When the new chamber opened in October 1950, even the acoustics were better. MPs had agreed to introduce microphones linked to speakers in the gallery.Reporters no longer struggled to hear what was being said on the floor below.
Giles Gilbert Scott, who redesigned the Chamber, provided reporters with rows of elegant wooden telephone cubicles.
The resolution barring reporting as a “breach of privilege” remained in force (only in 1971 did the House agree to allow its proceedings to be reported without risk).
Winston Churchill spotted how things would change. In a speech to the Press Gallery in April 1945 he predicted: “The long fight which the House had against being reported is succeeded by the long fight which it is having and going to have over being reported at all.”
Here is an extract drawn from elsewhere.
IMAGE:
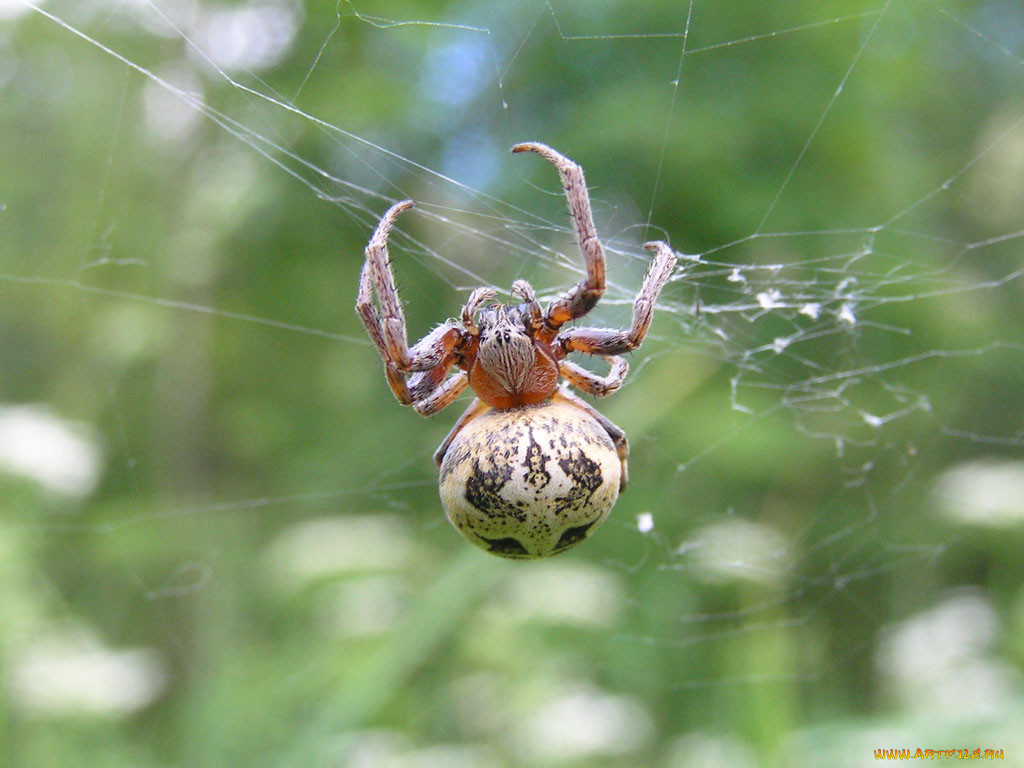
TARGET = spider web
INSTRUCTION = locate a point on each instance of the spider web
(825, 418)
Asked for his opinion on the relations between Commons and Fourth Estate in 1963 Sir Barnett Cocks, the Clerk of the House, summed it up: “The press, constitutionally and historically, is here on sufferance. That is the position. Whatever recognition you have, on a lobby basis and so on, seems to be grudgingly given on pain of cancellation should the press once step out of line.”
It didn’t have to be that way. “At present you are tolerated but not respected which I think you ought to be as members of a great profession. You ought not to be treated as slightly suspect characters sitting up in the gallery.”
By the early 1990s the effects of competition, television, the rise of lobby journalism and changing public taste had forced newspapers to abandon gallery reporting. A decade later parliamentary pages had made a comeback, as “spin” in turn fell out of fashion.
About 170 journalists work in the Press Gallery each day, less than the post-war peak. Computers have replaced typewriters but Dickens would recognise the cramped and chaotic conditions. The upper gallery corridor’s warren of offices – the rooms, with fireplaces, had once been part of the Commons Librarian’s house – is affectionately known in the Palace as the “Burma Road”.
Shared experience of the war could not disguise the unresolved tensions between Press Gallery and Parliament. The MP who complained in 1738 about “fellows who thrust themselves into our gallery” would have been at home among his 20th century colleagues.
The Press Gallery of 2024 is more than its name suggests: it is also a broadcasters’ gallery, an Internet gallery, an agency gallery, a magazine gallery, its members producing an extraordinary range of political and policy coverage far more informative than what their forebears produced a century ago.